Quando le guardiamo scure addensarsi nel cielo o scorrere davanti al sole in spiaggia, filtrare i raggi solari al tramonto o basse, intrappolate tra le insenature delle colline, le nuvole giocano con uno dei nostri sensi più importanti: la vista. Sono loro che ci celano la luce e giocano con la vita. Ebbene è grazie alle nuvole che le donne da marito si chiamano nubili. La parola deriva dal latino nuptum, nubo (radice di nuvola), ovvero coprire, velare, perché era nell’uso romano coprire con un velo le spose per non mostrarle al futuro marito ed evitarne un rifiuto.
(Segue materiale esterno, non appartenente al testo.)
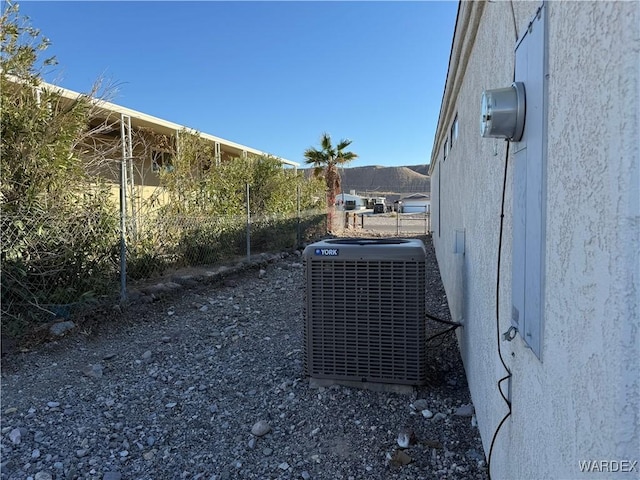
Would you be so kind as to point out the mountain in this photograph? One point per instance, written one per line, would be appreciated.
(390, 182)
Insomma, le mogli promesse dei matrimoni erano imprevedibili come le nuvole, come Pandora: pronte a seminare mali, fossero anche solo i piaceri carnali come predicava Sant’Agostino, ma, al tempo stesso, importanti per portare la vita. Resta che anche le nuvole portano sempre qualcosa, persino nei dipinti: basti osservare la Cappella Sistina di Michelangelo dove ogni nuvola è un territorio, uno spazio in cui il divino può apparire umano. Come ci ricorda il poeta serbo Dejan Stojanovic “Dio è una nuvola da cui è caduta la pioggia”.
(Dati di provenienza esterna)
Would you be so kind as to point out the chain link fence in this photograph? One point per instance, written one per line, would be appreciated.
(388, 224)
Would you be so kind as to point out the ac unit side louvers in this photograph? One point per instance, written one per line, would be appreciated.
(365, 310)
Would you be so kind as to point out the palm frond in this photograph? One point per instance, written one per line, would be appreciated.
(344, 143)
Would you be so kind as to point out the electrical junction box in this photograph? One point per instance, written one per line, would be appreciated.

Un limbo tra cielo e terra
di Ilaria Starnino – filologa
“Sì, è pazzia, senza dubbio, uscire dal mondo e, quasi che tutto il suo interno fosse già chiaramente conosciuto, frugare all’esterno: come se, poi, potesse tracciare la misura di qualcosa chi è ignaro del suo, o lo spirito dell’uomo sapesse scorgere ciò che nemmeno il mondo riesce a contenere” (Plin., Hist. Nat. I 1). Sarebbe bello sapere se Plinio il Vecchio, nel pensare la sua introduzione al primo libro della Naturalis Historia abbia anche solo per un minuto gettato il capo all’indietro e contemplato la volta celeste dalla quale lo separava, forse, una cortina di nubi, nate dall’incontro fra cielo e terra: “vi si mescola una quantità infinita di aria degli spazi più alti e una, pure infinita, di esalazioni terrestri, e ne risulta una fusione di queste due sostanze”, dice poco più avanti. Nella sua riflessione, il fenomeno naturale della formazione delle nubi diviene anche presagio di un cambiamento, che, se pur ha origine nel cielo, modifica le cose della terra.
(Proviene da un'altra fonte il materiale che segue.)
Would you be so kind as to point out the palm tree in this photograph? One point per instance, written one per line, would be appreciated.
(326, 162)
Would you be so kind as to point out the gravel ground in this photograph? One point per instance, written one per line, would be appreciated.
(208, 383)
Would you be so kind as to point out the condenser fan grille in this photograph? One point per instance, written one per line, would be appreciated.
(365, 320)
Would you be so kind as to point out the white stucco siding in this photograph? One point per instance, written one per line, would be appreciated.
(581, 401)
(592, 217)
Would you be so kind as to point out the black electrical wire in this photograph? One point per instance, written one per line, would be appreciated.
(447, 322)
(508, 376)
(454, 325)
Il passo che porta dalla scientificità del fenomeno alla sua lettura allegorica è davvero breve. Le aggregazioni di microparticelle di acqua o di ghiaccio, la cui superficie riflette la luce in tutte le direzioni, dando il caratteristico colore lattiginoso alle nubi, sono un limbo tra cielo e terra, un mondo alternativo alla realtà, nemesi della contemplazione, passeggera e spesso inconsistente. Lo sapeva bene il commediografo greco Aristofane, che alle nuvole aveva dedicato una sua commedia. Sono gli anni ‘20 del V secolo a. C., nel teatro di Dioniso le Nefélai, divinità del cielo, entrano in scena come coro, protagoniste e al contempo cornice di una metafora: la speculazione effimera e inconsistente di Socrate, attorno alla quale ruota tutta l’azione scenica, che fino alla fine riesce a conservare l’ambivalente interpretazione delle Nuvole. Il commediografo, infatti, alterna sapientemente l’elemento evocativo della speculazione filosofica alla concretezza degli effetti cosmologici che esse generano, mantenendo intatto il carattere della doppiezza delle divinità, tanto caro ai greci. La parodistica solennità del loro ingresso assume alti connotati lirici, e i ventiquattro coreuti intonano così il loro canto:
“Nuvole sempiterne, / noi visioni in lucente / figura di rugiada! / Dal padre Oceano che strepita cupo / leviamoci alle cime degli alti monti / chiomate di alberi, onde / contemplare le vette lontane / e le messi e la sacra terra irrigata / e il fragore dei fiumi divini / e il mare sonante dai profondi fremiti: / poiché l’occhio dell’etere splende instancabile / nello sfolgorio dei raggi. / Scuotiamo il nembo di pioggia / dal viso immortale, contempliamo / con occhio di lungo sguardo la terra” (vv. 275-290).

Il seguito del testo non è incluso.